敵は一五〇機規模だから、その半数を戦闘機で固めているとすれば、その数はA隊のそれとイーブンだ。
(A隊のほうは、多少は手こずるかもしれんな)
ゼロファイターと呼ばれる機体が手強い相手であることは、在比米航空軍から送られてきたバトルレポートに目を通したことで理解している。
すばしっこくて、絶大な威力を誇る大口径機関砲を抱いた日本海軍の最新鋭戦闘機。
航空管制指揮官がわずかに懸念を抱いた時、しかし現実はその斜め上を行っているのだということを無線が告げてくる。
「敵はすべて戦闘機だ! 至急応援をよこしてくれ!」
悲鳴のような報告に、航空管制指揮官は自身の失策を悟る。
一五〇機規模だから、それは戦爆連合だと考えていた。
それは自分だけではなく、実際に空で戦う搭乗員たちも同じだったはずだ。
しかし、その思い込みを日本軍に突かれた。
「B隊はA隊の応援に急げ! C隊も上がれる者はすべて上がれ!」
一連の命令を下しつつ、航空管制指揮官はオアフ島を巡る攻防の第一ラウンドは、これを完全に日本側に奪われたことを自覚する。
一時は敵の所要兵力に満たない戦力投入に喜んだ自分の浅はかさとともに。
そして、現在は逆にこちらが戦力の逐次投入という兵法最大の禁忌を犯す形になっている。
そう考えている航空管制指揮官だが、その彼の耳に通信担当者の弾んだ声が飛び込んでくる。

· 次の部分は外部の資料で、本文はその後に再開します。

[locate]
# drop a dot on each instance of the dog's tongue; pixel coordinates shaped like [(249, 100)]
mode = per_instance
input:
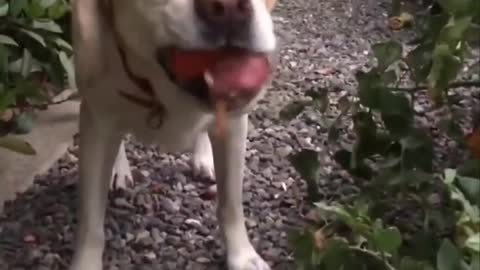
[(237, 74)]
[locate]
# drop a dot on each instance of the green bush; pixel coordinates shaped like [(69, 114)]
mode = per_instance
[(394, 156), (35, 63)]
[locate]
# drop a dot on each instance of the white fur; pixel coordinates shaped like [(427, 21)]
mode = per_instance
[(105, 116)]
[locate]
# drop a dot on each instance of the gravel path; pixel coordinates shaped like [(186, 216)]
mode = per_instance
[(167, 221)]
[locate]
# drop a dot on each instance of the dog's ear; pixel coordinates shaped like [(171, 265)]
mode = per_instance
[(270, 4), (90, 38)]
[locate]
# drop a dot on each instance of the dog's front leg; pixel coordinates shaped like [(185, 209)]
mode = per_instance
[(229, 159), (98, 147)]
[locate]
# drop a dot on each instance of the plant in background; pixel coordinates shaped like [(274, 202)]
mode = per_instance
[(393, 156), (35, 63)]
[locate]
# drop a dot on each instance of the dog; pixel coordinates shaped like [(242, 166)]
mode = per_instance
[(120, 47)]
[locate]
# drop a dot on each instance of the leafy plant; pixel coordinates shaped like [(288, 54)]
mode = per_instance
[(394, 157), (35, 63)]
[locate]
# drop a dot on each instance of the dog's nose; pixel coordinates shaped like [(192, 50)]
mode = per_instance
[(224, 14)]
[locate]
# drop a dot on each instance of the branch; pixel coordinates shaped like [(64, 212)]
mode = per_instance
[(452, 85)]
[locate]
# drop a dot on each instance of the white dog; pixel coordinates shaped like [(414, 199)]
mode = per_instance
[(121, 60)]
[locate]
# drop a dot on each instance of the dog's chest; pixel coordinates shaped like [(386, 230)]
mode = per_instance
[(173, 123)]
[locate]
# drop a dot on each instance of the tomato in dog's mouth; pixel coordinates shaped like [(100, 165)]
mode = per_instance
[(228, 72)]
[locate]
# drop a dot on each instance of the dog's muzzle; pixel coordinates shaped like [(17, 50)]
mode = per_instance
[(224, 19)]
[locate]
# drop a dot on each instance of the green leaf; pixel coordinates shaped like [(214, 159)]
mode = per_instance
[(47, 3), (473, 243), (370, 88), (68, 66), (7, 40), (47, 25), (35, 10), (471, 187), (35, 36), (320, 99), (455, 30), (3, 8), (17, 6), (475, 262), (388, 240), (58, 10), (397, 114), (419, 61), (17, 145), (387, 53), (448, 256), (307, 164), (455, 6), (444, 69)]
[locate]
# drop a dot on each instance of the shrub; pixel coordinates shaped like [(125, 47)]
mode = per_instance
[(35, 62), (394, 156)]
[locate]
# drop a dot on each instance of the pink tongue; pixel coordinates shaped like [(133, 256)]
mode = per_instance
[(239, 73)]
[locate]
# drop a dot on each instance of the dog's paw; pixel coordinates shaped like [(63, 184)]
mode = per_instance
[(247, 260), (86, 265), (202, 165), (121, 175)]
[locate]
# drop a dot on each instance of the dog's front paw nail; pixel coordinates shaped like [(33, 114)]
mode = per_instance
[(121, 176), (247, 261), (203, 166)]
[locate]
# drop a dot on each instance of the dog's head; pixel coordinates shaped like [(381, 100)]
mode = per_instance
[(195, 24), (146, 26)]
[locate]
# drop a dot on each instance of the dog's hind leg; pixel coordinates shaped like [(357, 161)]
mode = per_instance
[(229, 157), (122, 174), (98, 148)]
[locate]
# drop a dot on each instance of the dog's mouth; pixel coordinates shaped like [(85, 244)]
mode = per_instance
[(231, 74)]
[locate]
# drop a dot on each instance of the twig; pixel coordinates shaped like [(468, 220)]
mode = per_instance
[(452, 85)]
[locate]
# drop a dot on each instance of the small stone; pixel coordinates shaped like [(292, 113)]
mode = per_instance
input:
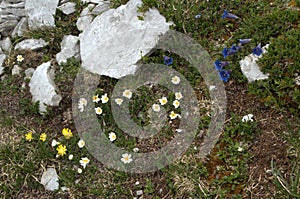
[(67, 8), (16, 70), (28, 73), (31, 44), (69, 48), (50, 179)]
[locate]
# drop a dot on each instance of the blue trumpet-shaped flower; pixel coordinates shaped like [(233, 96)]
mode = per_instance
[(220, 64), (198, 16), (244, 41), (224, 75), (168, 60), (228, 15), (257, 50)]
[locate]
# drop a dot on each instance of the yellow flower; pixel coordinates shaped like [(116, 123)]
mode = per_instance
[(67, 133), (61, 150), (28, 136), (43, 137)]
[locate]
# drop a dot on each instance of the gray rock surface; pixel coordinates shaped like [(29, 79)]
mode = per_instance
[(67, 8), (42, 87), (40, 13), (113, 42), (50, 179), (69, 48), (11, 13), (31, 44), (85, 18)]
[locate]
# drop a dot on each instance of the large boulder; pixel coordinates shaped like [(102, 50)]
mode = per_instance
[(117, 38)]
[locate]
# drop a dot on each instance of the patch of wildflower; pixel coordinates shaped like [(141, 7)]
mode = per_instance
[(81, 143), (20, 58), (156, 107), (126, 158), (112, 136), (81, 104), (28, 136), (163, 101), (43, 137), (175, 80), (168, 60), (104, 98), (127, 94), (67, 133), (61, 150)]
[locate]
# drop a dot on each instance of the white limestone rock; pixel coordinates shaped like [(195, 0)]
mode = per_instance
[(85, 18), (69, 48), (20, 28), (67, 8), (42, 87), (40, 13), (50, 179), (250, 68), (28, 73), (115, 39), (31, 44), (16, 70)]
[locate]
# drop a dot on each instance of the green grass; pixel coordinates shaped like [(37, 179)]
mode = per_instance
[(225, 175)]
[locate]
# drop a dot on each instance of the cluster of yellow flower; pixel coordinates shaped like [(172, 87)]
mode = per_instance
[(61, 148)]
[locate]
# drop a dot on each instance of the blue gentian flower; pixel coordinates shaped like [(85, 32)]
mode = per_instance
[(244, 41), (228, 15), (224, 75), (234, 49), (168, 60), (198, 16), (257, 50), (220, 64)]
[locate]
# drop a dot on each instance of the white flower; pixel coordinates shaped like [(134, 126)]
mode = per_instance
[(54, 143), (163, 101), (84, 161), (104, 98), (176, 103), (20, 58), (96, 98), (98, 110), (81, 104), (126, 158), (156, 107), (247, 118), (81, 143), (119, 101), (178, 95), (112, 136), (70, 157), (127, 94), (173, 115), (175, 80)]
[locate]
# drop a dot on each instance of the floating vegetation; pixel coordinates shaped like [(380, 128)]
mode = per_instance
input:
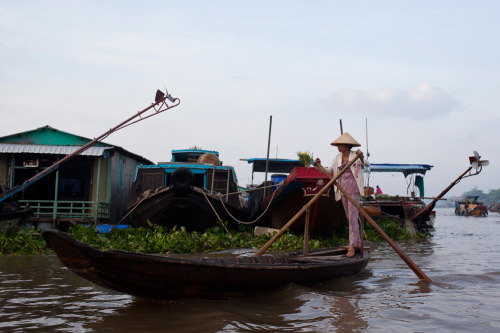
[(157, 239)]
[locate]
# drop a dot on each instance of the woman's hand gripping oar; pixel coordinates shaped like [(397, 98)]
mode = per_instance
[(396, 248), (306, 206)]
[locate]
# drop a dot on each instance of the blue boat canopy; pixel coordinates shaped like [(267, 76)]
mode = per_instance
[(190, 155), (406, 169), (275, 165)]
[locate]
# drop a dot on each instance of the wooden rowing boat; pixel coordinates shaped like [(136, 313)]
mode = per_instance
[(168, 277)]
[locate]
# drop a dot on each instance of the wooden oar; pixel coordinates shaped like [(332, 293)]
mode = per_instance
[(306, 206), (396, 248)]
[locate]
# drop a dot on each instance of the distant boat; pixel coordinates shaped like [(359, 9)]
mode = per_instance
[(470, 207), (202, 276), (290, 188), (401, 208), (194, 191)]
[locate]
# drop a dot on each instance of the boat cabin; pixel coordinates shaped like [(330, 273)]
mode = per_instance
[(413, 174), (207, 169)]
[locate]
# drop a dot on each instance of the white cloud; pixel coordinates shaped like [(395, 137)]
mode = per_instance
[(420, 103)]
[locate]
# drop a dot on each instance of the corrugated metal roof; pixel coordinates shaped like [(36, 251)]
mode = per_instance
[(47, 149)]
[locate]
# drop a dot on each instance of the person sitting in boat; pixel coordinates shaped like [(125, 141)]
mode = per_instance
[(351, 181)]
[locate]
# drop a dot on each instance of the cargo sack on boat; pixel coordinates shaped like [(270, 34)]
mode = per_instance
[(209, 158)]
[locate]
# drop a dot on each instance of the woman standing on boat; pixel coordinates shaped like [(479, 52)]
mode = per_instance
[(351, 181)]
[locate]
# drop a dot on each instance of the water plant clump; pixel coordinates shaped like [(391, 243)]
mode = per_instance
[(157, 239)]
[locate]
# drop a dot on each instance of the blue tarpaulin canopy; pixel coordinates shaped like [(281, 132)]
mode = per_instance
[(406, 169), (274, 165)]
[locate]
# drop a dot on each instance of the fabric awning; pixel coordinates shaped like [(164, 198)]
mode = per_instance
[(49, 149)]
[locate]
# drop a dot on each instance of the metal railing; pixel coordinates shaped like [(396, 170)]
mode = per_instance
[(89, 210)]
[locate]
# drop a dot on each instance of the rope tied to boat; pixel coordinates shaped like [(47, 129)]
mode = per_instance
[(231, 215)]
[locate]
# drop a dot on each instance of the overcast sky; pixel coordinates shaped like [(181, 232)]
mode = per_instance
[(424, 76)]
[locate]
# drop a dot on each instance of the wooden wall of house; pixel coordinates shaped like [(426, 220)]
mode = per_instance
[(4, 167), (122, 177)]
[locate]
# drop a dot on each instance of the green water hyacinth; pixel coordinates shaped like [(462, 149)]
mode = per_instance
[(157, 239)]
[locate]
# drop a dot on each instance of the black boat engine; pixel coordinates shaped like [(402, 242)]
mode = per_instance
[(182, 181)]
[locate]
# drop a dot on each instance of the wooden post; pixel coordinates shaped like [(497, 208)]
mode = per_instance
[(305, 250)]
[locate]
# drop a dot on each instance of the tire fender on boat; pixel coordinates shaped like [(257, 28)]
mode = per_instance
[(182, 180)]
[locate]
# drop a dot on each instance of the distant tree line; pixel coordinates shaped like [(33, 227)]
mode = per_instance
[(493, 196)]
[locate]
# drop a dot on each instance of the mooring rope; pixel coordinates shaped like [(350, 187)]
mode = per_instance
[(251, 222)]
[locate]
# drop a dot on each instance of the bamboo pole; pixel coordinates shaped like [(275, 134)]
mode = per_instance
[(396, 248), (306, 206), (305, 249)]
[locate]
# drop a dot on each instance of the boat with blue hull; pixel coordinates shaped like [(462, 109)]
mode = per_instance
[(194, 191), (401, 207), (291, 186)]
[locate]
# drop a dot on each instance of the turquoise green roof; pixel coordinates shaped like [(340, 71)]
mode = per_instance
[(48, 136)]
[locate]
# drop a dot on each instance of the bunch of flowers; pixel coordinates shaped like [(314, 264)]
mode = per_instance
[(305, 158)]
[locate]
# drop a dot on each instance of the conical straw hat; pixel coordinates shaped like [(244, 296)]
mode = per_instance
[(345, 139)]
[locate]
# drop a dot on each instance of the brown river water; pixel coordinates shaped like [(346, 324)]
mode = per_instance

「海軍ならびに海兵隊の戦闘機隊が発進中とのことです!」
おそらく、海軍や海兵隊でも陸軍戦闘機隊が苦境に陥っていることを察知したのだろう。
だから、太平洋艦隊の上空援護やあるいはオアフ島にある艦上爆撃機や艦上雷撃機の護衛任務を一時棚上げして、苦戦するP40の救援に向かってくれたのだ。
航空管制指揮官はそのことをありがたいと思いつつも、しかしその胸中は複雑だった。
これで、オアフ島の艦上爆撃機や艦上雷撃機はしばらくの間は使い物にならない。
もちろん、戦闘機の護衛無しで日本の艦隊にぶつける手もあるが、しかしさすがにそれはやらないだろう。
だが、それ以上に航空管制指揮官の心中を占めたのは、海軍や海兵隊の戦闘機隊もまた逐次投入される戦力の一つにしか過ぎないのではないかという思いだった。
陸軍の戦闘機に比べて海軍それに海兵隊のそれはあまりにも数が少なかったからだ。